Степь перед Чёрным Яром уже в конце осени стала пустеть. Разведочные разъезды уходили на полсотни вёрст и не находили белых. Никифор Савлук ходит с гордым видом, к нему не подступись – командир полка. Артём Гречка разговорчивей, ему по комиссарской должности положено языком молотить, хвастается – деникинцы драпают во все лопатки, откатились уже за Северский Донец, не сегодня-завтра оставят Царицын. Красное наступление от севера развивается безостановочно, астраханская группировка отбила Лагань, подступает к Элисте. А мы куда? Скоро узнаете.
Верная примета, что скоро – нашествие штабных и политотдельцев. Последними пароходами от Астрахани – по Волге уже пошла шуга – нахлынуло их видимо-невидимо. Мишка Сменов фыркает – снабжения бы столько слали, сколько комиссаров. Мишке не угодить, всё ему не так. Снабжения вдоволь, быстрей бы вперёд. А то загнали в калмыцкий хотон Джангар и маринуют. Пехоту подтягивают, обозы.
Наконец, после долгих сборов, в начале декабря полк направили старым калмыцко-донским трактом перехватить железную дорогу, по которой от Царицына отступают на Тихорецкую белые. Тихорецкая! Это уже Кубань. Приближаемся до родных краёв.

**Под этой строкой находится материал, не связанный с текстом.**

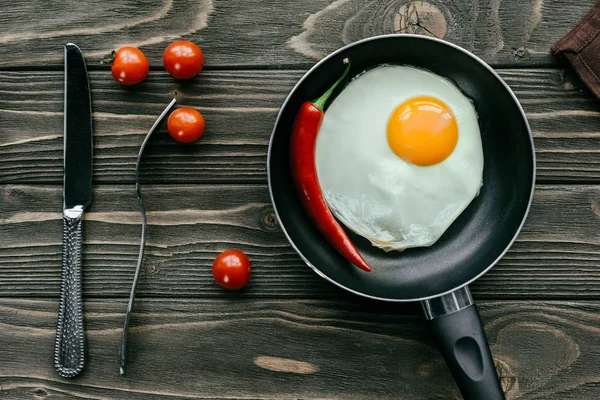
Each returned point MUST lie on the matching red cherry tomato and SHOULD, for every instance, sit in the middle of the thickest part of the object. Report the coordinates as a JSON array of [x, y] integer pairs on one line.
[[185, 125], [231, 269], [183, 59], [130, 66]]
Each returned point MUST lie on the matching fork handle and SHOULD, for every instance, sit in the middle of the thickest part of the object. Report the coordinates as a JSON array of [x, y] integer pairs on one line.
[[69, 352]]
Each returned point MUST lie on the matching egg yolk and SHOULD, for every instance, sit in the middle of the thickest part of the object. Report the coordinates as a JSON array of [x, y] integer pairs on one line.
[[422, 131]]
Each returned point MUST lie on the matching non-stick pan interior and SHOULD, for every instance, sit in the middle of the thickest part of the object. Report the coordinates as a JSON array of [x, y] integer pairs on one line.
[[484, 230]]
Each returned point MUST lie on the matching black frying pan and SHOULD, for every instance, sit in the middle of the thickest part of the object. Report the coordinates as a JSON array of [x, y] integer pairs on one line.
[[438, 275]]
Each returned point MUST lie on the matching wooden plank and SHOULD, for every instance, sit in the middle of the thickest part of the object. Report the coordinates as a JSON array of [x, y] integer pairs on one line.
[[556, 256], [262, 349], [242, 32], [240, 109]]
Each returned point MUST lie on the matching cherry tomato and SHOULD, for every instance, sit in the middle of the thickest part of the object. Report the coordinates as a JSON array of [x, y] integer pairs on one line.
[[231, 269], [183, 59], [130, 66], [185, 125]]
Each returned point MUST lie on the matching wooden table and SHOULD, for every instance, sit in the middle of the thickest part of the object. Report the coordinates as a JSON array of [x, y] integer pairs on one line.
[[290, 334]]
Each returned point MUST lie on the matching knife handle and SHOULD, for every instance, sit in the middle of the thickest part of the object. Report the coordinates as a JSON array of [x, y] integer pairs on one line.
[[69, 352]]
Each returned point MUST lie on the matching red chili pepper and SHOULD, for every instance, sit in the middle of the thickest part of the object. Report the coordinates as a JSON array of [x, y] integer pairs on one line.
[[304, 172]]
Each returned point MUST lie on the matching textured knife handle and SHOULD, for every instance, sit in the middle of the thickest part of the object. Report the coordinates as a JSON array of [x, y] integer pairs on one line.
[[70, 341]]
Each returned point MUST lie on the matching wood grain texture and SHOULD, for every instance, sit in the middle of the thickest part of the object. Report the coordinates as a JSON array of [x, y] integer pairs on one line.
[[240, 108], [556, 256], [257, 349], [253, 32]]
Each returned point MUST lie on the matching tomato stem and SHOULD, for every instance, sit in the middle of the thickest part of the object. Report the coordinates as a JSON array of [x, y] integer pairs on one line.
[[320, 102]]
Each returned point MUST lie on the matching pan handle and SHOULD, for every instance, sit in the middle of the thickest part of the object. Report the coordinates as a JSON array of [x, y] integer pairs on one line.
[[456, 325]]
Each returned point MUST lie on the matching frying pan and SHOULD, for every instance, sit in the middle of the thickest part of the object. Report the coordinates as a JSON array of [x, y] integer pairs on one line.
[[438, 275]]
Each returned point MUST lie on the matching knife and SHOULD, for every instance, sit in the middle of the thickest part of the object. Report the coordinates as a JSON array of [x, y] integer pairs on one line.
[[69, 352]]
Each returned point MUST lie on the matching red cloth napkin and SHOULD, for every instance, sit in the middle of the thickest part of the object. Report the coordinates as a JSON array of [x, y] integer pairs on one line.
[[581, 47]]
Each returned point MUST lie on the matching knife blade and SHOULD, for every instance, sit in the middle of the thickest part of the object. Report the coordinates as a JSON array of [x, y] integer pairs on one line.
[[69, 354]]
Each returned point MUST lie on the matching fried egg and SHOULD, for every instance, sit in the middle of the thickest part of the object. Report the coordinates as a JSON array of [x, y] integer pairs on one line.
[[399, 156]]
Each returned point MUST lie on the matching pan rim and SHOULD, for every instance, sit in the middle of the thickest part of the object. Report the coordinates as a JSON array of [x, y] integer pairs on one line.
[[475, 58]]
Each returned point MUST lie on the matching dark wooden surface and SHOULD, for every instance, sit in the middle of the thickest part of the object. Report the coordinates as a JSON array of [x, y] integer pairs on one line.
[[290, 334]]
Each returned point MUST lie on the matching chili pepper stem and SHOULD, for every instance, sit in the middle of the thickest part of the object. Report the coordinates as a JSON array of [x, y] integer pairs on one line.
[[320, 102]]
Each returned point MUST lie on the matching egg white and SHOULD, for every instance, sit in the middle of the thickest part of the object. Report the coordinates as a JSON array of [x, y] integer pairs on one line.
[[391, 202]]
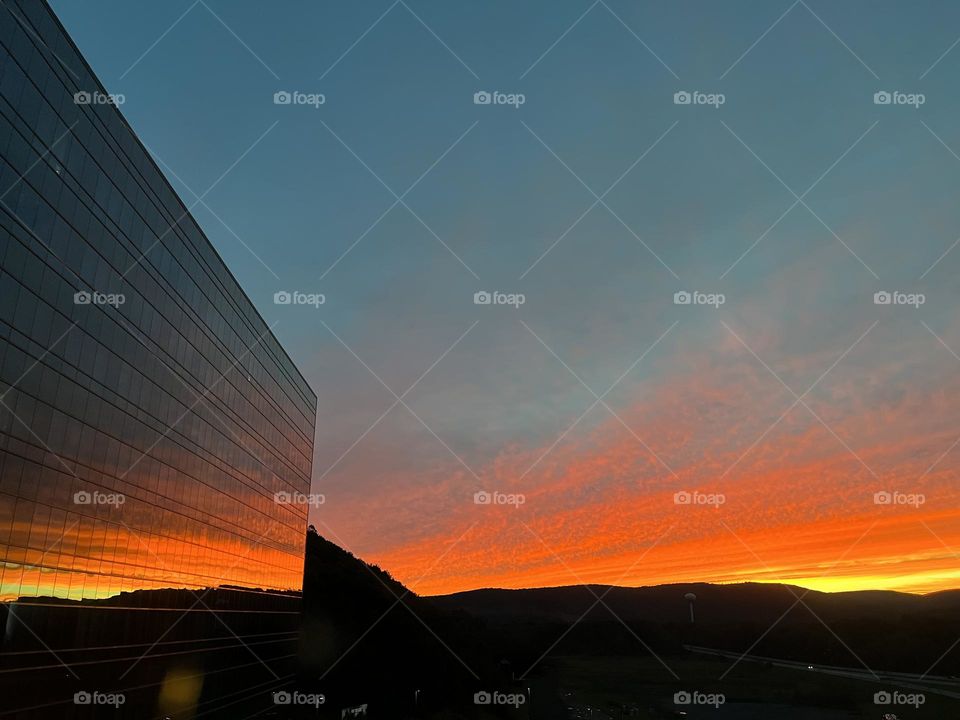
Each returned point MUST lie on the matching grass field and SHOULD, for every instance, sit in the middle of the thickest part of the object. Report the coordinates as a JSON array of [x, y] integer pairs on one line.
[[641, 687]]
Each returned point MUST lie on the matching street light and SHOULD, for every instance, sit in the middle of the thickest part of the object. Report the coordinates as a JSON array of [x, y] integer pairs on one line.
[[691, 598]]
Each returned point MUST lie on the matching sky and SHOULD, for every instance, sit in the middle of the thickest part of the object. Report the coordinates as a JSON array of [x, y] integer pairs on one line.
[[783, 426]]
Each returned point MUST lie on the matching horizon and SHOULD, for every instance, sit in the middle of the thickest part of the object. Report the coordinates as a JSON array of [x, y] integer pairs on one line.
[[810, 424]]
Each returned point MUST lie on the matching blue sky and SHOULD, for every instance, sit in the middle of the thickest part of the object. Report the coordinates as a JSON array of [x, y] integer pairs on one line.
[[501, 207]]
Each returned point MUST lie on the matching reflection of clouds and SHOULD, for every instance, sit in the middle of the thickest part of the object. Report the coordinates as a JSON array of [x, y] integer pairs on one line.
[[96, 557], [798, 498]]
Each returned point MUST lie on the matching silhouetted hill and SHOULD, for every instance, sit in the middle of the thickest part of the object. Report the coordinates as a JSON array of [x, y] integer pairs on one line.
[[366, 636], [886, 630], [743, 602]]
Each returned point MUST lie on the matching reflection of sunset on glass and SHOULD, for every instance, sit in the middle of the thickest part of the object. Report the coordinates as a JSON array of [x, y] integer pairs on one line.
[[419, 359]]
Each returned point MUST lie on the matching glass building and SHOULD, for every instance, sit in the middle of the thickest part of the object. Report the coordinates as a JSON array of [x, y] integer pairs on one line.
[[153, 432]]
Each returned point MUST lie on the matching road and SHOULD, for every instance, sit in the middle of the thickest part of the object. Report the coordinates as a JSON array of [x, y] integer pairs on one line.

На переход сзади пошла пехота. Осень в астраханских степях мало чем отличается от кубанской, а вот зима лютей. Снега уже натрусило порядочно, ветер позёмку метёт. До железки, до станции Абганерово вёрст двести носы морозить. И от пехоты отрываться нельзя. Считай, на неделю прогулка. С утра солнце спину греет, после обеда бьёт в глаза, на снегу играет. Уже не одни хотоны по пути попадаются, встречаются и русские переселенческие сёла, донские зимовники. Белых след простыл, что калмыки, что русские башками мотают – давно ушли. Кто ушёл, кто дома остался, мирным прикинулся.
Лёшка Клевцов пытает вылезшего из кибитки калмыка:
– Скажи, манжа, отчего у тебя левое плечо полушубка до овчины протёрто?
Калмык лупает узкими блескучими глазками, врёт без зазрения.
– Торба возил.
Знаем мы ваши торбы. Винтовка моталась у тебя на загорбке, сума перемётная. Перекрестить бы твою бесстыжую рожу шашкой, да клинок поганить неохота.
– Махан давай, сука!
Погрелись у очага, запили мясо солёным чаем, и дальше погоняй коня. Разъезду в заснеженной степи служба в удовольствие – на десять вёрст кругом легко разглядишь что пешего, что конного.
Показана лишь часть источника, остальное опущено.